Forced to emigrate from Nazi Germany in 1937 and already famous for her work dealing with losses due to eddy currents, Froehlich worked briefly in Belgium. However, when the German army invaded Belgium in 1940, she was once again in danger. She fled to France, then Portugal, and after harrowing experiences, to the United States in 1941.

In October of 1942, Froehlich was given an emergency appointment at City College – at first a minor instructorship in the department of electrical engineering – the first female faculty member in the 25-year history of the department. Here she rose though the ranks: She became an assistant professor in 1946, the year in which she also received American citizenship and a driver’s license, an associate professor in 1950, and in 1955, a full professor at City College and the first to become chair of any department there, and any engineering department in the country. At that time she was elected chair of the electrical engineering department, the departmental faculty consisted of thirty-nine male professors and one other woman. Moreover, the department had nearly 1,500 students – only nine of whom were women.  Altogether, Dr. Froehlich taught for twenty-three years at City College.

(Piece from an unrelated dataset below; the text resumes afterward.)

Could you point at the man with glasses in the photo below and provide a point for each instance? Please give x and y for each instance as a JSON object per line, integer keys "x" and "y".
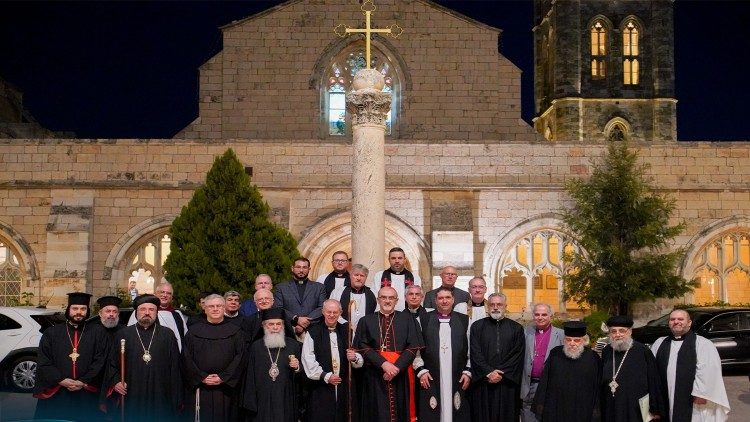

Froehlich became one of the first female members of the American Institute of Electrical Engineers (AIEE), founded in 1884 to promote the arts and sciences associated with the production and utilization of electricity and the welfare of those employed in these industries. Froehlich recalled her first experiences with AIEE: “When I was finally accepted, they sent me a letter which said that the main advantage of being a member was that from now on I could have close and frequent relationships with fellow members. Apparently, they didn’t know I was a woman.”

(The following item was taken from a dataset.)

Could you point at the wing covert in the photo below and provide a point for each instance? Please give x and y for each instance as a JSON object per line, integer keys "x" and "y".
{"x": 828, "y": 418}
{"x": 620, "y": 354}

Froehlich later became a senior and lifetime member of the Institute of Electrical and Electronics Engineers (IEEE).  In 1952, she was inducted as “a brother” into Eta Kappa Nu, an electrical engineering fraternity. This fraternity, which is essentially an honors society for electrical and computer engineering, was founded in 1904 and is now affiliated with IEEE. On May 6, 1961, the Eta Kappa Nu Award went to Cecile Froehlich “for her outstanding service and development to the City College and its students” as the first woman to chair a department of electrical engineering in the United States.

Tau Beta Pi, another male-dominated honors society, did not exactly award Froehlich with full membership, but rather with a woman’s badge.  At that time there were approximately 4,000 members in the Society of Women Engineers, and approximately 400,000 male engineers in the United States as a whole.  Froehlich also belonged to the American Society for Engineering Education, the Society for Industrial and Applied Mathematics, and the American Association of University Women.